All this contributes to the Guardian’s conclusion that Americans have succumbed to a grand delusion. “Americans do not trust the government’s economic news — or the media’s reporting of it,” the outlet determined. The outlet notes that Americans “wrongfully” believe wages have failed to keep pace with inflation. Respondents “wrongly” believe the S&P is “down for the year.” The vast majority of Republicans and independents and even a sizable number of Democrats think the economy is shrinking. The public’s “widespread disbelief of and ignorance about” the actual state of economic affairs complicates the president’s job.

A Suffolk University Sawyer Business School survey commissioned for USA Today last week tells a similar tale: Americans just aren’t receptive to the facts of our shared reality. Seventy percent of respondents said the economy is “getting worse.” Eighty-four percent say their cost of living is rising, and majorities are responding to that condition by spending less on food both outside the house (71 percent) and at home (53 percent), putting off home improvements (57 percent), or purchasing clothes (68 percent). It’s positively confounding. “We have all these government statistics pointing to a different story than what people are telling us and the polling,” said Suffolk University political research director David Paleologos.

“What they see is the milk still costs as much as it did, the gas is still too expensive,” observed Quinnipiac University pollster Tim Malloy. That alone substantiates the validity of the voting public’s perception of the economy as one that is underperforming. But Malloy nonetheless attributes the public’s malaise to a feeling “from the gut” — a sentiment that is leading them toward “making this call that they’re not happy.” Voters have not reached an informed assessment of the state of the economy as a whole. Rather, theirs is mere intuition gleaned from the auguries that line the produce aisle.

New York Times columnist Paul Krugman has developed a grand theory to explain the knee-jerk responses the heedless masses are providing pollsters. In much the same way voters believed violent crime was on the rise well after it stopped increasing at precipitous rates, voters are apt to believe inflation is growing because that’s “what they see on TV or hear from politicians.” They’re more inclined to share with pollsters a perception that comports with what they think is broadly true rather than one that reflects their own narrow circumstances, and for the valid enough reason that they’re not sure their own circumstances are representative of the country’s.

This is a lot of psychic energy to devote to the idea that Americans cannot comprehend their own environments. The voting public surely noticed that nearly everything, save certain commodities and used cars, became more expensive in August. Americans have not succumbed to a false consciousness if they’re aware that, even though the rate of inflation is slowing, prices are still rising on an annual basis, and they’re rising on an annual basis from a point at which they were already frustratingly high. If Americans assume that the stock market is performing poorly, or unemployment is up, or GDP growth is stagnant, it’s not because they’ve been bamboozled by the Svengalis on their tee-vee. It’s because they have reason to believe the economy is in rough shape, and — having not checked every macroeconomic index produced by the Bureau of Labor Statistics first — they assume that condition is manifesting uniformly across the economic spectrum.

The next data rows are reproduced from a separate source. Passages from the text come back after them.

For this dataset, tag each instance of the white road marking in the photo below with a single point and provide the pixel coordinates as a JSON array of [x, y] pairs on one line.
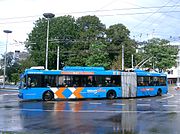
[[118, 104], [96, 111], [144, 105], [73, 102], [170, 105], [8, 94], [95, 103], [165, 98]]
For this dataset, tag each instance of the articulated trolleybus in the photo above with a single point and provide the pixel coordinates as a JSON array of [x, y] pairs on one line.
[[90, 82]]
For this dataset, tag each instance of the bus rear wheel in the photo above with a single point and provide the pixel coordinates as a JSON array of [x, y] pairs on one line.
[[111, 94], [159, 92], [48, 96]]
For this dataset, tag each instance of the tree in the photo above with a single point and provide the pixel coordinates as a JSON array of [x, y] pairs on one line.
[[61, 32], [118, 35], [98, 55]]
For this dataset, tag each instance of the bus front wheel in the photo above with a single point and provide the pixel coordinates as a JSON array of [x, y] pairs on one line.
[[111, 94], [48, 96]]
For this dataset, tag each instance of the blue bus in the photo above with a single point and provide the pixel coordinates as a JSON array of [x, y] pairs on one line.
[[75, 82]]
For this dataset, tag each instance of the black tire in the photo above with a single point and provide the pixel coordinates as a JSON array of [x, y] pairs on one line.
[[48, 96], [159, 92], [111, 94]]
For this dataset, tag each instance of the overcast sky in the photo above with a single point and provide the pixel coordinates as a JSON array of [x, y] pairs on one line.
[[144, 18]]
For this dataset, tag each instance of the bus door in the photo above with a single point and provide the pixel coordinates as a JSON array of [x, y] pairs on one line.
[[129, 84]]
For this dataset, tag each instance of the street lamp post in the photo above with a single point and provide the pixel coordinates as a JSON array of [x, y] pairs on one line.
[[48, 16], [5, 62]]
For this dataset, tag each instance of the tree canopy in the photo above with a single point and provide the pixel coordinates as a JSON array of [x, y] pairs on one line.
[[86, 41]]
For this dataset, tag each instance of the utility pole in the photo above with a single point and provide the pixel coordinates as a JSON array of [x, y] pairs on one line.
[[58, 58], [122, 57]]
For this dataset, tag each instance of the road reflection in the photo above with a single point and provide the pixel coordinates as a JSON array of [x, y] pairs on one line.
[[81, 116]]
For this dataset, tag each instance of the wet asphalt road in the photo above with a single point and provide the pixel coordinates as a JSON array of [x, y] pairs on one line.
[[150, 115]]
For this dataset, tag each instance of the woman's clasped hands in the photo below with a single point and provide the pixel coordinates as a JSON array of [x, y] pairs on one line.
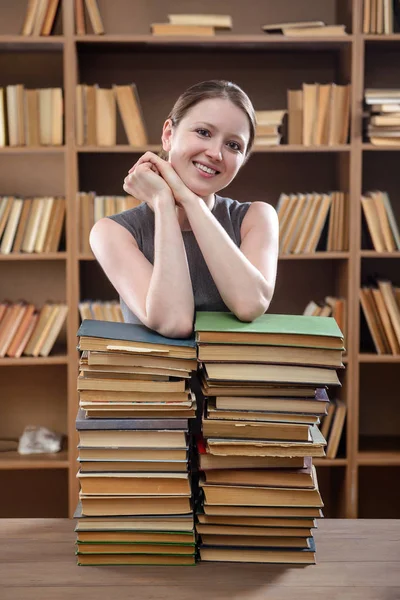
[[152, 176]]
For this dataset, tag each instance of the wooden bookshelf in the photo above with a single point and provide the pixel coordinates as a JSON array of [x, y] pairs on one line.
[[43, 391]]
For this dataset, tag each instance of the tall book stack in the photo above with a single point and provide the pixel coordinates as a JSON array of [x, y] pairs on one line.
[[264, 385], [134, 440]]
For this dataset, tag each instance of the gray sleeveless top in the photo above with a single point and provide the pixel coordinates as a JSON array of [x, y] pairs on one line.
[[139, 221]]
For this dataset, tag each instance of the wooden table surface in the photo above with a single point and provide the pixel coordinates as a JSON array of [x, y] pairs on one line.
[[357, 560]]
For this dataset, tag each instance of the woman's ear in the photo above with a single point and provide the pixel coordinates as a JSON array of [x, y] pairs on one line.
[[167, 135]]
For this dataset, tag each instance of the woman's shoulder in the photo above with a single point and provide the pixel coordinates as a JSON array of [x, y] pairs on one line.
[[134, 218], [225, 206]]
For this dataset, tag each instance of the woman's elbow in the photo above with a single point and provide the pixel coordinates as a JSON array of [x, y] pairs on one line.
[[248, 311]]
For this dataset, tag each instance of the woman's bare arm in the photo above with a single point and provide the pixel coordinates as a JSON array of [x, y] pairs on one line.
[[245, 277], [161, 296]]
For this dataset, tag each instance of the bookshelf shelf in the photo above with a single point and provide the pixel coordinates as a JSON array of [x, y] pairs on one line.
[[120, 148], [316, 256], [330, 462], [375, 254], [32, 150], [221, 40], [381, 38], [373, 148], [15, 461], [58, 359], [379, 459], [34, 257], [378, 358], [20, 42]]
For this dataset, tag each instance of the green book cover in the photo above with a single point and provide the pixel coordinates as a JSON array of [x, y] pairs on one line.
[[268, 323]]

Voters may be wrong about some of those particulars, but they’re not wrong in their overall assessment of the economy. And if they’re treated to endless lectures about the extent to which “the economy is not in bad shape at the moment,” their perception of it notwithstanding, they are likely to assume that those in a position to influence economic affairs don’t actually care about their circumstances. Much like their views on the economy, that would be an informed assumption.